Les SPAC, ces chèques en blanc qui font fureur dans la finance

Richard Branson vient de lever 400 millions de dollars grâce à ce surprenant montage.

Rien ne semble plus aléatoire que d'investir dans une entreprise mystère. C'est pourtant une tendance lourde qui agite les marchés financiers. Le dernier à se joindre à la fête est le milliardaire Richard Branson qui, en grande difficulté par ailleurs, vient de créer la Virgin Galactic Acquisition Corporation.

Cette dernière est une «société à vocation d'acquisition», une SPAC selon l'acronyme anglais, dotée de 400 millions de dollars [340 millions d'euros] et à la recherche d'accords pour développer les marques du groupe Virgin aux États-Unis.

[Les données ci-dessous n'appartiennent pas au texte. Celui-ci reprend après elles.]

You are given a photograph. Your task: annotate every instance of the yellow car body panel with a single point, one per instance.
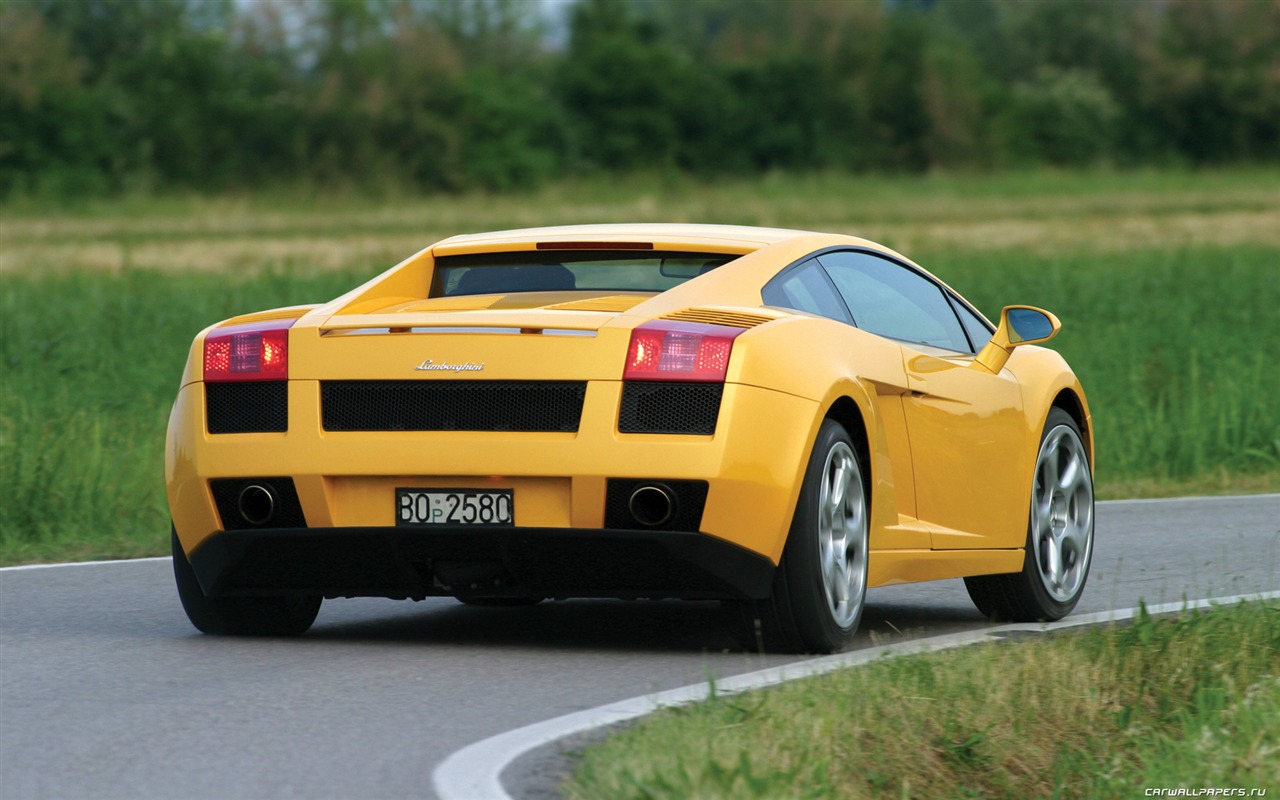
(950, 446)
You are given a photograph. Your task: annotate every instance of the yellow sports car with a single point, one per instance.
(775, 419)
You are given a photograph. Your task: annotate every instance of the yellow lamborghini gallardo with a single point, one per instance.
(775, 419)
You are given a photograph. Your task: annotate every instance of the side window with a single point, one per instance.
(805, 288)
(977, 329)
(894, 301)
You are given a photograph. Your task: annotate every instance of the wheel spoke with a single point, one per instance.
(1061, 524)
(841, 534)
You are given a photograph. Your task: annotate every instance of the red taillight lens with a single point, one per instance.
(259, 351)
(680, 351)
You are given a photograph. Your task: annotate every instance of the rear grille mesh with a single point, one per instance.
(666, 407)
(250, 407)
(543, 406)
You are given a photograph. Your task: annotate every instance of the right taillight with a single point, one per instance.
(680, 351)
(257, 351)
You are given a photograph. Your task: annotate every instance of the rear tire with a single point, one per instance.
(282, 616)
(819, 586)
(1059, 535)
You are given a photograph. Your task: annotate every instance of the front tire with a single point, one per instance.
(1059, 534)
(819, 586)
(282, 616)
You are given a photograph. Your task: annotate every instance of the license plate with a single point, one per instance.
(417, 507)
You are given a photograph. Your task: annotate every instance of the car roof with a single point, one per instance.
(659, 236)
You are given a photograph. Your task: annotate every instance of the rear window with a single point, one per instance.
(588, 270)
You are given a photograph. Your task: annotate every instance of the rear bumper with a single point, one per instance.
(393, 562)
(752, 466)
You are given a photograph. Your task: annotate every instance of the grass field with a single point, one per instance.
(1165, 282)
(1187, 702)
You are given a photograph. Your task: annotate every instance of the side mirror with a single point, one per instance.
(1018, 325)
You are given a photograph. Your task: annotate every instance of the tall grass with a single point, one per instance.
(1189, 702)
(1175, 350)
(1170, 328)
(91, 364)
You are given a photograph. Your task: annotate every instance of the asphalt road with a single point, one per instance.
(106, 690)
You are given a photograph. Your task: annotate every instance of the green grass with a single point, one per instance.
(91, 364)
(1165, 282)
(1191, 702)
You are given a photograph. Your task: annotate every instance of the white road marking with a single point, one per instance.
(475, 771)
(85, 563)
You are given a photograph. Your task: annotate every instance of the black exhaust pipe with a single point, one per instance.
(256, 504)
(652, 504)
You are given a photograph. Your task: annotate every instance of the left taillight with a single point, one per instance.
(257, 351)
(680, 351)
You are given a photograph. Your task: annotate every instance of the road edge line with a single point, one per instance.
(475, 771)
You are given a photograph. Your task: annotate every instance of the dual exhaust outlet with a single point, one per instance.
(650, 504)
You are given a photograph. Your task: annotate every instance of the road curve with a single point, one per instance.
(106, 691)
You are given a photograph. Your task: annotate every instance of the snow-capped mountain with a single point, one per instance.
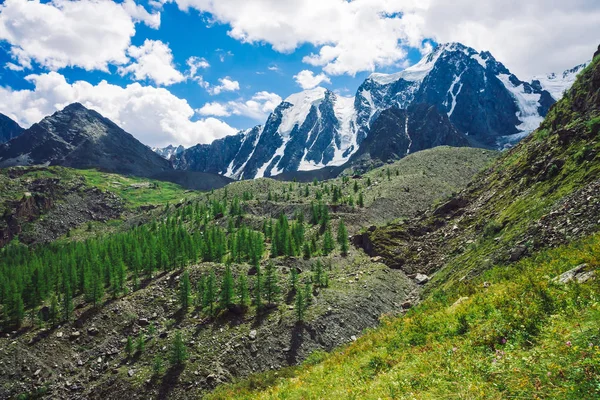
(307, 131)
(482, 99)
(558, 84)
(479, 94)
(169, 151)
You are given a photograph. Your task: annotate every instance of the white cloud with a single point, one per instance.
(153, 115)
(529, 37)
(308, 80)
(226, 85)
(13, 67)
(139, 13)
(195, 63)
(90, 34)
(153, 61)
(257, 108)
(214, 109)
(352, 36)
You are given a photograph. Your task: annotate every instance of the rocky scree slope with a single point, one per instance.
(9, 129)
(542, 193)
(512, 307)
(85, 358)
(482, 99)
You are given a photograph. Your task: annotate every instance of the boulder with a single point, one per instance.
(421, 279)
(579, 274)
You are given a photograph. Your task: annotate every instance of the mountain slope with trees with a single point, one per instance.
(192, 290)
(512, 307)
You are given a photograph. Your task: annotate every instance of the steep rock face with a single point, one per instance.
(9, 129)
(307, 131)
(318, 128)
(81, 138)
(168, 152)
(558, 84)
(397, 133)
(479, 94)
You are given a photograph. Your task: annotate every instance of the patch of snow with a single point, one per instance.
(407, 135)
(345, 113)
(369, 97)
(452, 94)
(527, 104)
(279, 152)
(416, 73)
(302, 103)
(236, 174)
(480, 60)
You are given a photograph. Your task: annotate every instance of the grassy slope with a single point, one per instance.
(415, 183)
(517, 336)
(158, 193)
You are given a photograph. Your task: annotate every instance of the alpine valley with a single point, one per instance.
(453, 96)
(436, 236)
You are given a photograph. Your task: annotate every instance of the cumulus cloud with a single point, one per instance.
(153, 115)
(530, 37)
(226, 85)
(257, 108)
(214, 109)
(196, 63)
(352, 36)
(153, 61)
(308, 80)
(361, 35)
(90, 34)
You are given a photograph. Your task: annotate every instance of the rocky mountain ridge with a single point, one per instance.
(81, 138)
(317, 128)
(9, 129)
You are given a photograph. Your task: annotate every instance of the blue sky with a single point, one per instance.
(131, 59)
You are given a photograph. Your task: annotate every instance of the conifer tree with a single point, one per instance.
(129, 347)
(258, 288)
(307, 293)
(328, 243)
(67, 302)
(184, 291)
(226, 300)
(211, 291)
(318, 274)
(53, 309)
(157, 365)
(306, 252)
(342, 238)
(300, 305)
(200, 291)
(97, 289)
(293, 280)
(140, 344)
(242, 291)
(178, 350)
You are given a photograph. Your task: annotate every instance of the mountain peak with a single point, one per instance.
(307, 96)
(74, 107)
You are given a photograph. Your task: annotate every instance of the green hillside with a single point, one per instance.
(494, 322)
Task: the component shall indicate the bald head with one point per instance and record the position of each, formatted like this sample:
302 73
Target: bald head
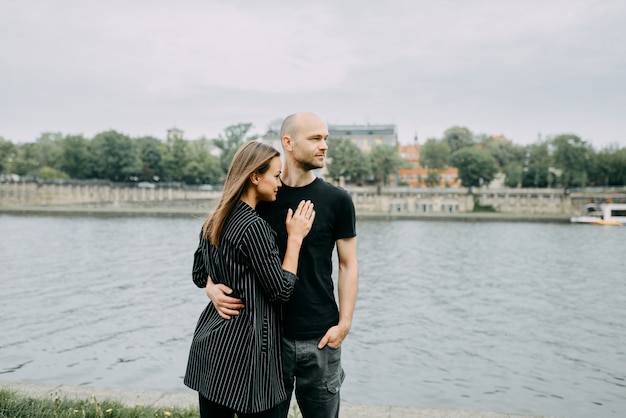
296 121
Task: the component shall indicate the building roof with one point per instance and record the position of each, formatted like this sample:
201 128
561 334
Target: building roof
362 130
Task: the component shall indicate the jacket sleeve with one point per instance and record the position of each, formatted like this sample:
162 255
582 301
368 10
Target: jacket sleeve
263 254
199 273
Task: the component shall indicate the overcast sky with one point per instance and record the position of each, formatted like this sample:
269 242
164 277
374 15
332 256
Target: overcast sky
515 68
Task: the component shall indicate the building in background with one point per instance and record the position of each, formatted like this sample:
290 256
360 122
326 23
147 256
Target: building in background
366 136
418 176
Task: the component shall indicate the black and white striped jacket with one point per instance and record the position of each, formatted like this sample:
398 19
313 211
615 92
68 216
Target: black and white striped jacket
236 362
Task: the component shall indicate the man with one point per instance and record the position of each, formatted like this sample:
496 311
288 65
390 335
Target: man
313 326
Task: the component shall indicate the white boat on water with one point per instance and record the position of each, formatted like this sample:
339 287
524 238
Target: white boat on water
602 214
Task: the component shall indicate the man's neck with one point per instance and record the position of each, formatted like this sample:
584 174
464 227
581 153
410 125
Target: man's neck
297 177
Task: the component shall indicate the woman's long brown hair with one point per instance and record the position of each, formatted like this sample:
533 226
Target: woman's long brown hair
252 157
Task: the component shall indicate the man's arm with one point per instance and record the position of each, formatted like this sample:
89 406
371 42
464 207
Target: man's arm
226 306
347 289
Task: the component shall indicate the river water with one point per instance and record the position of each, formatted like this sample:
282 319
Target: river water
508 317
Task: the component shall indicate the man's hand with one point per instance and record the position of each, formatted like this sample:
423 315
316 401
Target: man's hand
334 337
226 306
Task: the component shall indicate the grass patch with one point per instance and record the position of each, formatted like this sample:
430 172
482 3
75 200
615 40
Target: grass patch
13 405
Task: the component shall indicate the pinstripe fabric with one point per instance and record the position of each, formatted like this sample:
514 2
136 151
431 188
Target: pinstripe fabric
236 362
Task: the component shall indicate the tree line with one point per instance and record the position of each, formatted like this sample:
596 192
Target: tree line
561 161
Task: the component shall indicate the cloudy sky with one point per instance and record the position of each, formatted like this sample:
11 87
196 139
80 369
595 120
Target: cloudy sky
519 68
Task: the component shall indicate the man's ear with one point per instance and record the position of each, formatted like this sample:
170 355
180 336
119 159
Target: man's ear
287 143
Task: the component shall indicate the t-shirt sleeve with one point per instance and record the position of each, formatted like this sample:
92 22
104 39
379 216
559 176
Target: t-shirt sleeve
345 222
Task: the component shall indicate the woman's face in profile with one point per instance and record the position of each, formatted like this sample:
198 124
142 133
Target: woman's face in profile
269 182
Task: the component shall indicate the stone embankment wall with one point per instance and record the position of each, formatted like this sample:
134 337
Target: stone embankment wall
53 194
367 199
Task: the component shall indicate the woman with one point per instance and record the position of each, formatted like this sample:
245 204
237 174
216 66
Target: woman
235 364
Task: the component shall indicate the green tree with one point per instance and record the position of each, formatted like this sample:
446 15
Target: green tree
434 156
77 158
49 149
513 173
458 137
504 151
609 168
572 155
176 156
8 151
203 168
26 161
116 156
384 160
346 160
476 166
229 142
537 163
151 151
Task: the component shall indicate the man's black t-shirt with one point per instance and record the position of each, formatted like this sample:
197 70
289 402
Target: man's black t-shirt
312 308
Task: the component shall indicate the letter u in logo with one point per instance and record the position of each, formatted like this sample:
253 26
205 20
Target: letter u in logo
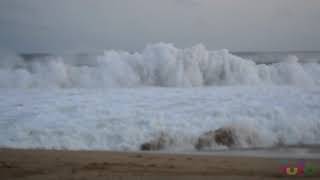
292 171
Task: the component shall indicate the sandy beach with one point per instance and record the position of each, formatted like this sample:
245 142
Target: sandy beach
51 164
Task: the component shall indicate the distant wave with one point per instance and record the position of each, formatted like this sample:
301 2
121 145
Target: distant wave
157 65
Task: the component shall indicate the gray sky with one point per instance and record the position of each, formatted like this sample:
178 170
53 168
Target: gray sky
90 25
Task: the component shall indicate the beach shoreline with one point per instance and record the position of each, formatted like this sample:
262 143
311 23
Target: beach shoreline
62 164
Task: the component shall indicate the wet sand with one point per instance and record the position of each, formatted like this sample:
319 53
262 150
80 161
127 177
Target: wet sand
50 164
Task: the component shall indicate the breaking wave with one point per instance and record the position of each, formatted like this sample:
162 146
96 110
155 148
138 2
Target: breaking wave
157 65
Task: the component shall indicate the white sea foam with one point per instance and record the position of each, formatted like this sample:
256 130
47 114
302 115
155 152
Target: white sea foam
269 104
123 119
157 65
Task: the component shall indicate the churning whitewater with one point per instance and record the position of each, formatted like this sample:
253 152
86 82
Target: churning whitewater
157 65
121 100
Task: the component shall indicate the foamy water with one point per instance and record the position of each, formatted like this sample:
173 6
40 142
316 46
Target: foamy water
119 100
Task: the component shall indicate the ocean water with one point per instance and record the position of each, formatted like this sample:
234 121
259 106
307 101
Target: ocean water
118 100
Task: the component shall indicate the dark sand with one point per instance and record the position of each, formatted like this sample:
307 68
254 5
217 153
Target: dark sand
49 164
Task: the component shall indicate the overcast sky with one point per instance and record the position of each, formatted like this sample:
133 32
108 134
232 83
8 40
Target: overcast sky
94 25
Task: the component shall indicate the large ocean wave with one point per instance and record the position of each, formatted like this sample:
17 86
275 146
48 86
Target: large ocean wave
157 65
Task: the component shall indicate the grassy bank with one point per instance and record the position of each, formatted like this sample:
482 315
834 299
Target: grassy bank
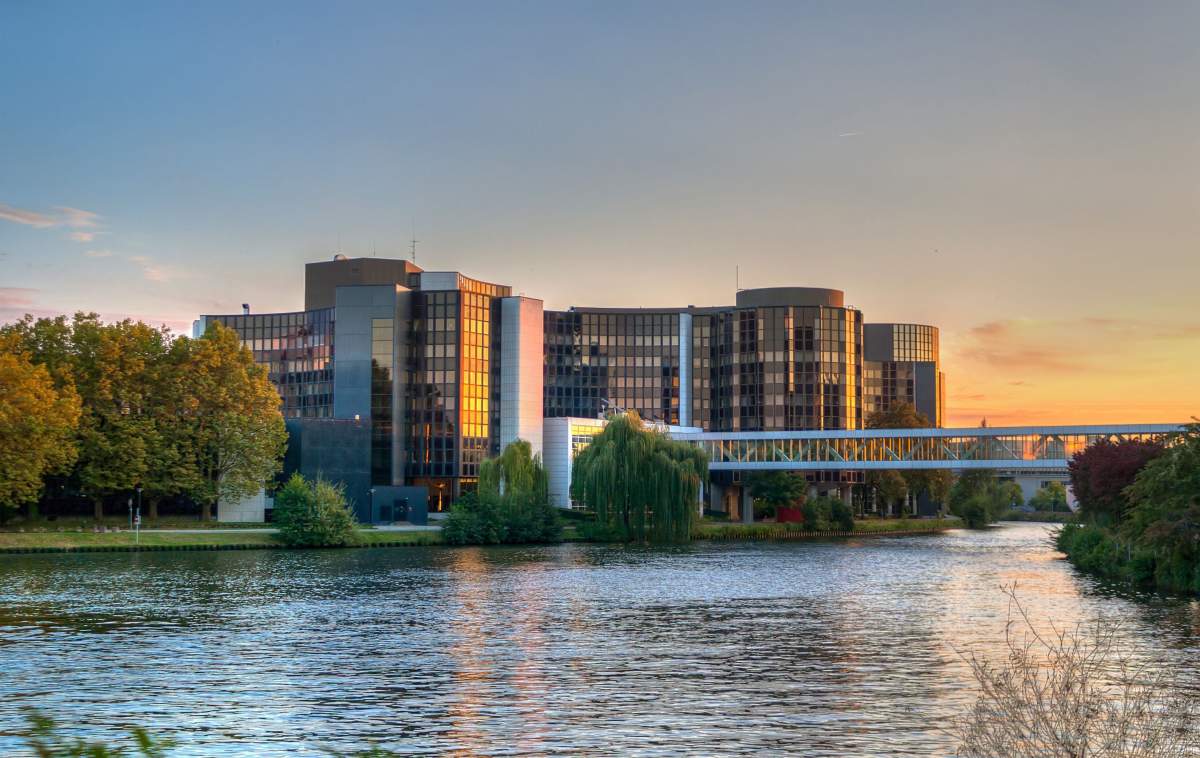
1104 553
865 528
1050 517
75 523
88 541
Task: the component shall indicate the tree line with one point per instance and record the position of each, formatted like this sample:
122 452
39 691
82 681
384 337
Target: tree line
102 410
1139 504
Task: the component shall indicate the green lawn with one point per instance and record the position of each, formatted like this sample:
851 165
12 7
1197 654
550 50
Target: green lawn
718 530
73 523
369 537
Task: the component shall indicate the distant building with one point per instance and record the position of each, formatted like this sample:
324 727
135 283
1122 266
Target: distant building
431 372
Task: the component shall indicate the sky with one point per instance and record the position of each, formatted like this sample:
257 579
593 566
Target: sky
1024 175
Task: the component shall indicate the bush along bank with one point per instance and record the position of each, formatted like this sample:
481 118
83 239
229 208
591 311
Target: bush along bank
1139 512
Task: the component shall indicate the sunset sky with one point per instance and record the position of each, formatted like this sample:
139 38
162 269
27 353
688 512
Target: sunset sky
1026 176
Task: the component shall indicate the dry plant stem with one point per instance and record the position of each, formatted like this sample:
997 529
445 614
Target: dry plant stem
1074 695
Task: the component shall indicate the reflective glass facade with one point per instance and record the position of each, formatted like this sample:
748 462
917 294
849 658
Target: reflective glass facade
903 366
598 361
298 353
453 397
382 371
783 367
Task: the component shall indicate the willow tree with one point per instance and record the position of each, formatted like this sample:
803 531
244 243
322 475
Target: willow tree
516 471
640 481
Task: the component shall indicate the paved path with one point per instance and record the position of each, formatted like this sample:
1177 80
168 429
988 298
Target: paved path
270 530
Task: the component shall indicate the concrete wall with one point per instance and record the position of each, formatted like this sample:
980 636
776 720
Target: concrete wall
250 510
322 278
522 360
556 456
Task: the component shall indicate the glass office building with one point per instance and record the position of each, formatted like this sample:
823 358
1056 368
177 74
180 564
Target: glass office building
779 359
601 360
297 349
903 365
438 371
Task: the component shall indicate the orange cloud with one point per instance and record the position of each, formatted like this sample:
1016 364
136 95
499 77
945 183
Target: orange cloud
1093 370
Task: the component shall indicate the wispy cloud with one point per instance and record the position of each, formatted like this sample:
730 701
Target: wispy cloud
16 296
150 270
30 218
77 218
65 216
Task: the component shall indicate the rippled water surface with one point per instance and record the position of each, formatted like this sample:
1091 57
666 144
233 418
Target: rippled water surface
814 648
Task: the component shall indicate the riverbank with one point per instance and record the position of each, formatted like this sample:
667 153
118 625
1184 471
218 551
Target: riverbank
864 528
201 540
1105 553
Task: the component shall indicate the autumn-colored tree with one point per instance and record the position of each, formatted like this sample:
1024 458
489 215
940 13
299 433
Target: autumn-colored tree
172 469
37 427
1101 473
238 437
113 370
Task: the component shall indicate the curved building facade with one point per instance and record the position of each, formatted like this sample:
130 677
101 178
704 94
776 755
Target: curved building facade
429 373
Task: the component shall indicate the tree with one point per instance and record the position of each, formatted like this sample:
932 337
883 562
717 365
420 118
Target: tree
778 488
313 513
1102 471
1050 498
37 428
640 481
237 432
841 515
939 485
111 367
917 481
898 416
978 498
1164 511
889 486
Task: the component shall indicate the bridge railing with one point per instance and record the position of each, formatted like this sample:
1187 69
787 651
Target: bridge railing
924 449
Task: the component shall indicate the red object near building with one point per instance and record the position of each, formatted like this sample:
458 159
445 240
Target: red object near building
789 516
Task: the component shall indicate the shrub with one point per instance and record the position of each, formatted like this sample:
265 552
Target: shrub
313 513
843 516
816 515
975 511
473 522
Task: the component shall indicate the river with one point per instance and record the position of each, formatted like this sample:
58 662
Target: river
814 648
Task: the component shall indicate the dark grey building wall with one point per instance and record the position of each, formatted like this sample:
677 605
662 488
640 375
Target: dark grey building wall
768 296
322 280
877 342
337 450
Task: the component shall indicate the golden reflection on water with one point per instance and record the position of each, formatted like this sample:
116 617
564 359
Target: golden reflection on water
472 667
529 679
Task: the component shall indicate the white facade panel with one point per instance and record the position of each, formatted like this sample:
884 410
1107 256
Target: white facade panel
522 359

Le seul but des SPAC est d'acquérir ou de fusionner avec une entreprise privée existante, grâce à des levées de fonds. Elles sont connues sous le nom d'entreprises «chèque en blanc», puisque les investisseurs ne savent pas précisément dans quelle firme ils placent leur argent au moment où ils l'avancent.

Depuis quelques années, les SPAC explosent tous les records. En 2020, 101 SPAC ont déjà effectué des levées de fonds, et certaines ont réussi leurs fusions –c'est déjà près du double par rapport à 2019.

«Épouser une licorne»

Parmi les success story, la SPAC du milliardaire Chamath Palihapitiya a acquis Virgin Galactic (exploration spatiale) pour 720 millions de dollars [608 millions d'euros] en juillet 2019.

Quant au manager de fonds spéculatifs Bill Ackman, il a levé un record de 4 milliards de dollars [3,3 milliards d'euros] avec sa SPAC en juillet dernier, avec pour objectif d'«épouser une licorne», une start-up de la tech valorisée à plus d'un milliard de dollars. Ackman a désormais deux ans pour fusionner avec ladite licorne, sans quoi il devra rendre l'argent aux investisseurs.

La fusion avec une SPAC est séduisante pour une entreprise privée, car elle lui permet de devenir publique grâce à une seule entité, sans passer par le long, épuisant et coûteux processus d'une offre publique initiale (IPO) classique.

Le risque qu'encourent les investisseurs est en revanche très grand. Les spécialiste expliquent notamment que, pour quelques grandes réussites, l'histoire des SPAC est peuplée d'arnaques et d'échecs.

«Dans l'ensemble, investir dans une SPAC revient à tirer à pile ou face», résume pour le Financial Times Milos Vulanovic, un professeur en finance à l'EDHEC, qui étudie cette structure depuis des années. «Seule la moitié d'entre elles s'avère être créatrice de valeur.»